Já a vítima é apenas estudante, e tem 22 anos. A vítima não tem raça, mas se ela fosse negra, talvez não houvesse matéria aqui. O crime do jovem indefeso foi roubar um celular usando uma faca, certamente ameaçando a
vítima, mas isso não importa, o promotor acha que isso é secundário.
João conta sua história
João
mora com o pai, a mãe faleceu quando ele era criança, toma remédio para dormir,
sem receita por que não consegue uma consulta médica. A família foi contatada para
comentar a história mas não quis comentar o assunto. Caros parceiros de necropsia,
se a família negasse toda a situação, isso seria publicado? Se a família concordasse com a prisão dele,
faria sentido a matéria? Talvez sim, algo como "repressão familiar como causa primária de crimes".
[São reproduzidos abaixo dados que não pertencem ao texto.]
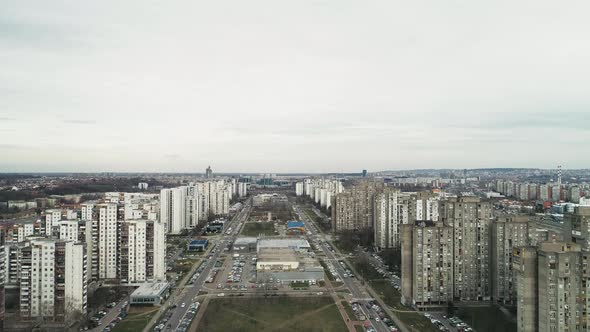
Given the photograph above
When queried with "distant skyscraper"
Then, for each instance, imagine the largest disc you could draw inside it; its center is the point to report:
(427, 260)
(3, 275)
(471, 219)
(507, 232)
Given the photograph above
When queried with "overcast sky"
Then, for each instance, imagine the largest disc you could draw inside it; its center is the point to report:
(285, 86)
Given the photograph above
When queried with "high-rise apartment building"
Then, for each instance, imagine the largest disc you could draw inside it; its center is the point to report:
(508, 232)
(524, 265)
(242, 189)
(574, 194)
(3, 275)
(53, 280)
(299, 188)
(52, 218)
(579, 222)
(427, 264)
(562, 287)
(470, 218)
(107, 240)
(173, 209)
(353, 209)
(386, 219)
(141, 251)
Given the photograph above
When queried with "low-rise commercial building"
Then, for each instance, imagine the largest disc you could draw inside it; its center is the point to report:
(150, 294)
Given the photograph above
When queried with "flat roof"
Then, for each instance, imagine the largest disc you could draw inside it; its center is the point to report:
(283, 243)
(150, 289)
(243, 240)
(295, 224)
(277, 255)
A Defensoria Pública tem uma Epifania
Com o pedido do paciente, a defensora Mirelle Morato Gonzaga deflagra a frase que vai espetar os corações mais desavisados: “A fala surpreendeu a todos”.
Eu diria mais do
que isso, creio que a declaração de João tenha sido um divisor de águas na
justiça brasileira. É a frase que tira das sombras promotores, juízes, advogados,
e jornalistas espantados com uma realidade que não conheciam, pois viviam nos
palacetes privilegiados dos brancos e dos heteronormativos, vendados com seus
confortos e benesses, das quais, provavelmente, abrirão mão a partir de
agora.
Especialistas Pedem Desculpas por Existir
Sotero
afirma que “muitas vezes a pessoa só consegue consultar um médico ou voltar a
estudar quando é presa”. Ele acaba de
resolver a situação da saúde e da educação com uma só facada (porque armas de fogo
devem ser proibidas, claro).
Entra em
cena Maurício Dieter, professor de criminologia da USP. Ele é categórico ao
dizer que o Brasil oferece comida dentro da prisão, mas não oferece fora dela.
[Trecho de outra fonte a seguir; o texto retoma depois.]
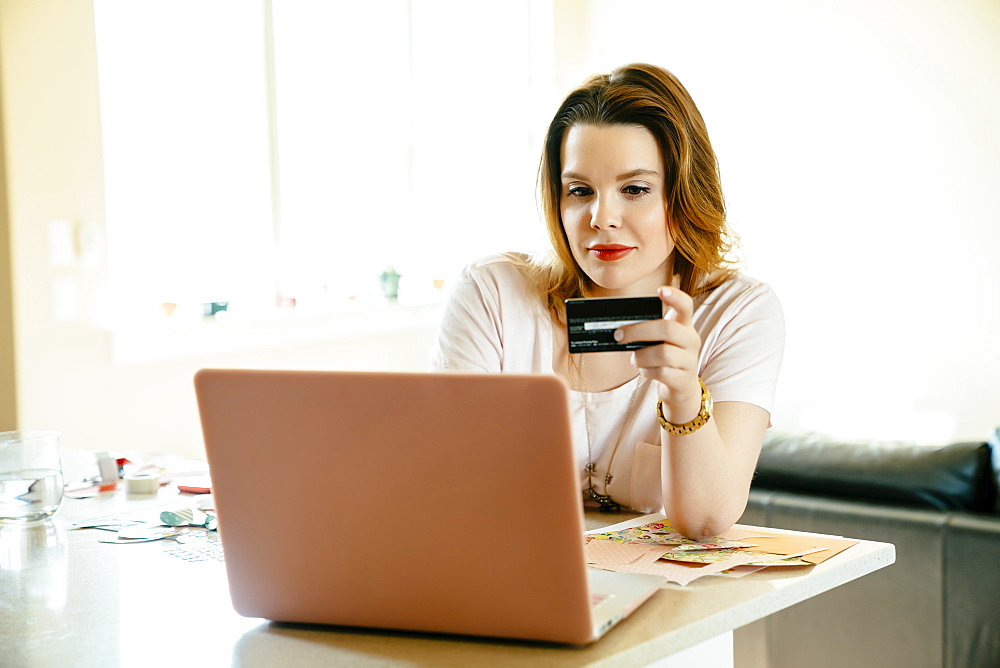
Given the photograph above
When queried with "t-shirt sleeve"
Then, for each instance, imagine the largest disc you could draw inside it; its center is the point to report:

Uma constatação sábia, pois o Brasil realmente não me oferece a janta, eu tenho
que compra-la, provavelmente assim como você, leitor burguês e privilegiado,
que optou por trabalhar para sobreviver.
Dieter
não nos perdoa. Sobre crimes como furto, roubo e tráfico, ele dispara (sem
armas) que a polícia prende “em flagrante sem investigar”. Um professor de criminologia poderá nos
explicar, certamente, que Flagrante é algo registrado e observado no momento em
que está ocorrendo, de forma surpreendida e incontestável*, portanto, não carece
de investigações.
Mais uma promotora entra em cena
Agora é Celeste Leite dos Santos, também promotora, que nos presenteia com uma declaração avassaladora: "Vigora
no Judiciário e no MP um perfil de homens brancos, heteronormativos. As
mulheres, e em especial as mulheres negras, são subrepresentadas. Isso com
certeza se reflete nas decisões: um juiz julga a partir de valores que ele
tem"
Resumindo,
Celeste afirma que o Direito é só uma alegoria macabra nisso tudo, e seus agentes, bem lá no fundo, fazem somente o que lhes dá na telha mesmo.
Perfil
A matéria também descobre que o perfil dos criminosos é oposto ao dos magistrados. Ainda bem né?
Mea Culpa de Sotero
O
promotor emocionado diz que os agentes do direito vivem apartados da realidade
do país. Eu ia usar uma retórica poética, mas já gastei esse cartucho (opa) ali
em cima.
A Solução Final
Para
Dieter, a solução é menos encarceramento, menos processos, menos condenações. A
massa carcerária, segundo ele, não está ali porque cometeu crime, e sim pelo
que ela é.
Essa necropsia poderia continuar, mas já temos muito sangue, e o laudo nos fornecerá evidências suficientes de que, para esse pessoal, a vítima nunca importa.
Haverá mais, sejam livres e obrigado pelas leituras.